As far as my p28, its tuned by AMS tuning (using a custom modified version of Crome). He also setup the launch control and shift light, (although my CEL is behind my oil pressure gauge so I cant really see it anyway).
The VTEC cross over is seamless, there is no huge jump in power like you'd normally see. It
just pulls hard all the way up the gears.

I had no problems walking right by a brand new Civic Si in a straight line at the track the other day, (amongs plenty of other "faster" cars). So Id imagine the power to be somewhere in the upper 160's for wheel hp. Id be satisfied seeing 185-195 whp. I already
spin the wheels, so much more would be less efficient at this time.
I would like to dyno it soon, but $$ has been short, and so has time, so that will have to wait.

As far as that spacer you mentioned, I essentially already have that considering I have no butterflies.
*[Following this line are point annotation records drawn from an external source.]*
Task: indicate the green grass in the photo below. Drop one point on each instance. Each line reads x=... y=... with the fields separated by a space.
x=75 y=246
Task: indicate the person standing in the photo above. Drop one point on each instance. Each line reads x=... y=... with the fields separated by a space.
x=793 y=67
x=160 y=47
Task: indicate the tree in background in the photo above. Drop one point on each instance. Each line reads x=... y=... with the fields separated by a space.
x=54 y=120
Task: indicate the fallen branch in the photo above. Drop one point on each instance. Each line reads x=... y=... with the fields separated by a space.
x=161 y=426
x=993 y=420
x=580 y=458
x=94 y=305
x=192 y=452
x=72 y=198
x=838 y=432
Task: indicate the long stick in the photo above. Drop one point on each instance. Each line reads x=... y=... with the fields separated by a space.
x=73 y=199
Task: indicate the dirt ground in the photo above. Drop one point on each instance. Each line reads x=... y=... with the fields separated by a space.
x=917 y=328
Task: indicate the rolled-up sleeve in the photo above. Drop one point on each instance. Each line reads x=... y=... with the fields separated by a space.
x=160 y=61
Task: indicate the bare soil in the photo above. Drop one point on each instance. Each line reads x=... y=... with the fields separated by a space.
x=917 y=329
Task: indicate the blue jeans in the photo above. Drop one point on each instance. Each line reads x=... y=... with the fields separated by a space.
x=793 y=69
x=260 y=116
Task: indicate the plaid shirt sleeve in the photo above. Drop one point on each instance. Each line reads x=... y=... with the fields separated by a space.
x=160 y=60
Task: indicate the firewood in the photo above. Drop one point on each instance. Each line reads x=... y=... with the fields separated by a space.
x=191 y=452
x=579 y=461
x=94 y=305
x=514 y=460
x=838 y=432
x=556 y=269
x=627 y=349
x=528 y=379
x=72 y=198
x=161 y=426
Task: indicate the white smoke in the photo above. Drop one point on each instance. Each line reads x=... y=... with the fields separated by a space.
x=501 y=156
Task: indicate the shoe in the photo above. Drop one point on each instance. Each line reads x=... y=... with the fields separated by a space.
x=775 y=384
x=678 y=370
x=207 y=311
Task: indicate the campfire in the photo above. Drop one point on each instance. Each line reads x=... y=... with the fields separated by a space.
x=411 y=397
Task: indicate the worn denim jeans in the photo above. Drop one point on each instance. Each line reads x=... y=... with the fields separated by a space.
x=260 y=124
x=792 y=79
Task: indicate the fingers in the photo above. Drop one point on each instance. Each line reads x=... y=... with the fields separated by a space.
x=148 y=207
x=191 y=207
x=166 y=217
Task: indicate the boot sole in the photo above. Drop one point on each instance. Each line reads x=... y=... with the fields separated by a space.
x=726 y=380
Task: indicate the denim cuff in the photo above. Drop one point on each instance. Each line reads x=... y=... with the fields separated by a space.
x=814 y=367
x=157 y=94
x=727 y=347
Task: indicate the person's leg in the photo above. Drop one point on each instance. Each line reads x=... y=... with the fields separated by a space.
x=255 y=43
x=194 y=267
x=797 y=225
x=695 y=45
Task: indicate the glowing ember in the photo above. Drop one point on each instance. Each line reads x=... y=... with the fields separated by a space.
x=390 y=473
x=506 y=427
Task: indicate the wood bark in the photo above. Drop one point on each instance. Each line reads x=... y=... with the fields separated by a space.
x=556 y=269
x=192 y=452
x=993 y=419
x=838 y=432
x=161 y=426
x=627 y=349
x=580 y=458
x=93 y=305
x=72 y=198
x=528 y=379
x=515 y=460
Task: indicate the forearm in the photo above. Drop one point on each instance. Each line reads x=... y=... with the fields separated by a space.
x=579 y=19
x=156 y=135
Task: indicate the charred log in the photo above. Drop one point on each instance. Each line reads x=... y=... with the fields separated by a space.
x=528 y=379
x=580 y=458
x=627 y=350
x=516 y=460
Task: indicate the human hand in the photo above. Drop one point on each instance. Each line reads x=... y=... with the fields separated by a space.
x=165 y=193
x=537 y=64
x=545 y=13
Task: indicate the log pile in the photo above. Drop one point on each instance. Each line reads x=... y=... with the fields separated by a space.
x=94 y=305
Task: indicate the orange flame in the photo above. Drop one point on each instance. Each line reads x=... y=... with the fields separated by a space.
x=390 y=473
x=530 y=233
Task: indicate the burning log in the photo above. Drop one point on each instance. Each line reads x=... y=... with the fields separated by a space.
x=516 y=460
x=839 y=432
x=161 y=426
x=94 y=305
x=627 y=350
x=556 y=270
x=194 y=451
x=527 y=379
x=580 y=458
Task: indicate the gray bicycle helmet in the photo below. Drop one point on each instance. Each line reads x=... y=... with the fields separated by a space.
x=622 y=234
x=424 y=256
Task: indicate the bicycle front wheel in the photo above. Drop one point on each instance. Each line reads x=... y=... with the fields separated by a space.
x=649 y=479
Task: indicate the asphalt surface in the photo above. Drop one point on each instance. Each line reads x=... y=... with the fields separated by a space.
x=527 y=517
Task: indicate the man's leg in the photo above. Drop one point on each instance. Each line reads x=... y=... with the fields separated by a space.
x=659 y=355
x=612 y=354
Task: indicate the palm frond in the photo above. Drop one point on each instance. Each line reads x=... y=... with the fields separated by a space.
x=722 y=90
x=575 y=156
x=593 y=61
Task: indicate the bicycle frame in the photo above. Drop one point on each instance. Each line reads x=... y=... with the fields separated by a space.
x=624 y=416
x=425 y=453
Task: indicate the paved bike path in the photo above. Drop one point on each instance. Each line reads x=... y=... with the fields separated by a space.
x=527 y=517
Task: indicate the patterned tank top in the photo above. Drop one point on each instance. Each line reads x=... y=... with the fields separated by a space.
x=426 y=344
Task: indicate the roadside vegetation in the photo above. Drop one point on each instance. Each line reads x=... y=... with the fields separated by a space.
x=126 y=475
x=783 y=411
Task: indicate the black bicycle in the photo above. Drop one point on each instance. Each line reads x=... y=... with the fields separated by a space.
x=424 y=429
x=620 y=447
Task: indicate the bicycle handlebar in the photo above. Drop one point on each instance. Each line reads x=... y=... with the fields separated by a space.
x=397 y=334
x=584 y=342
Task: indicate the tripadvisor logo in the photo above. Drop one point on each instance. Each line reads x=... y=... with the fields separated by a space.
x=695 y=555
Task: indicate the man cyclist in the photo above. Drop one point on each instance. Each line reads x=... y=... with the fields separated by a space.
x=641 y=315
All that spacer does is replace the butterfly section of the IM, and I removed those when I did the swap. . . Right now, I want shorter runners.
I would like to see a bit more mid and top end power.
That is exactly what the Skunk2 manifold is for (being modeled after the H22a7 IM with only one set of thicker shorted runners. That with a cams is basically a A type S or ATR configuration.

09-14-2006, 03:48 PM

Originally Posted by MAR387
Drift, if you don't mind me asking how much was the swap and with everything said and done and you being able to hit VTEC ? The more I think about it the more it makes sense to get an h22a4, the
biggest problem will be trying to find an engine with ODBII
Complete swap from Hmotorsonline (engine, LSD tranny, ecu, sensors etc) $2800 (shipped to a business)
Timing belt/water pump etc: about $75 or so (I honestly cant remember)
Lightened flywheel: about $250 or so

If I hadnt done the labor myself and had to pay for all the custom welding: probably close to $1000. (if you go though this thread you'll see everything that had to be changed)

Fluids and misc incidentals: we'll say about $200. (Im part of the broken knock sensor club, thats $130 mistake right there.

I also invested in some parts Im not using. Like I bought a fan relay box thats stock on the lude, but not really needed, and my price through honda about about $110. Its sitting in the bottom drawer of my tool box right now.
And there are a bunch of other things that I had no use for.

Besides the tbelt and water pump, other things that Id recommend replacing would be cap/rotor, wires, and plugs. All the other drive belts. . . and doing an alignment afterward because most of the front end will be apart and when putting things back together usually things are out of adjustment.

Im sure I forgot some things. And I would never say that its an easy "drops-right-in" swap. The wiring alone took me about 3 days, and I didnt even have it 100% (mentioned in this thread also.)

All in all, If one were to approach this project, Id plan on spending at least $5000 total.

I say it all the time, but you want to make sure its done right the first time, even if it takes a little more time and money. Because if you have to go back later to buy other **** or make a repair its going to be twice as expensive and time consuming.

Not to be too long winded here. But OBDII is more expensive over all, (new engine=more money) and there are more wires to go through. You'll have to get a 96 P13 that ODBII because all the years after that have the immobilizer system.
Most everything else to similar and is outlined somewhere in thie thread.